Una noche, en vísperas del viaje, se despertó en un alboroto de muchas voces. Un gran resplandor penetraba en su cuarto. Se oía un crepitar de fuego y penetraba un humo acre. Don Luis entró, a medio vestir, para tomarlo en brazos y sacarlo hacia el corredor. Los criados subían con cubos de agua para arrojarla al incendio. Ardían muebles y tapices. Cuando se apagó el fuego, cada quien tenía una versión de lo que había pasado pero todos lo miraban a él como si acabaran de encontrarlo por primera vez.
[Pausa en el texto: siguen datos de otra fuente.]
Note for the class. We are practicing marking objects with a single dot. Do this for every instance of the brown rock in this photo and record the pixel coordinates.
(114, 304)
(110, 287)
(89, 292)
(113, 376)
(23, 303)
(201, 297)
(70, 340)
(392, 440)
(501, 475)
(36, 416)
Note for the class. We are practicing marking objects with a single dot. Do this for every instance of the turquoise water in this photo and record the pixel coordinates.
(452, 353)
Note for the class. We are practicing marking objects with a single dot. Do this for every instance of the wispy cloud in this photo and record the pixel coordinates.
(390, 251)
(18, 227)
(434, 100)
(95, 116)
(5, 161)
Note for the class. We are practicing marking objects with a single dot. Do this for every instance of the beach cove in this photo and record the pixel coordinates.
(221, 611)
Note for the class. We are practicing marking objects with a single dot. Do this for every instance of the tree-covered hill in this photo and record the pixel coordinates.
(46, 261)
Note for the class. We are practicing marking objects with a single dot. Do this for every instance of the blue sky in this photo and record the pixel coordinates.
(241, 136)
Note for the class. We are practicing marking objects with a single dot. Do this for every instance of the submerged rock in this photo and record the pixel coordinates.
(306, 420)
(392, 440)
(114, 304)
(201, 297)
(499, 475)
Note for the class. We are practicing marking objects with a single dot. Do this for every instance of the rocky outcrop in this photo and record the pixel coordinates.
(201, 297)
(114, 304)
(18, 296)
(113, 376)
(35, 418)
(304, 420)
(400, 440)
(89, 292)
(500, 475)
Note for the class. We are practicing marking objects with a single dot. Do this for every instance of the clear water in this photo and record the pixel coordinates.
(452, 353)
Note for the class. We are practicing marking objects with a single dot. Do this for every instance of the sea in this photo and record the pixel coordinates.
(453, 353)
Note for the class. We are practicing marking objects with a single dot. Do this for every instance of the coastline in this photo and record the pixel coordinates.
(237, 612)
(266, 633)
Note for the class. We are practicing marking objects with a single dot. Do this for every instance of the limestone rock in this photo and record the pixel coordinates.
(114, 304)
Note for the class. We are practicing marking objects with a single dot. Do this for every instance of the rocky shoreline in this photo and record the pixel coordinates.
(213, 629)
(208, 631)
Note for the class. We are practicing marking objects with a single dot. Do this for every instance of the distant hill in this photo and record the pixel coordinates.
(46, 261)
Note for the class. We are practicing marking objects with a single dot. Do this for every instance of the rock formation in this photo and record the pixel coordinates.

De Villagarcía salió la pequeña tropa. Montados iban Don Luis, los escuderos y Jeromín. En el medio iba la litera de Doña Magdalena llevada por dos machos pacientes. A pie venían criados y soldados. Se avanzaba con lentitud. Mucho tardó el castillo en desaparecer de la vista, más tardaban en acercarse desde la lejanía las casas y las aldeas del camino. Podía acercarse a la litera para hablar con su tía. A ratos encontraban otros viajeros, se detenían, se saludaban, preguntaban por los mutuos amigos y parientes, se cambiaban noticias. O topaban un sacerdote con sus acólitos. Era entonces la ocasión de bendiciones, encomiendas de misas y alguna Salve rezada en común.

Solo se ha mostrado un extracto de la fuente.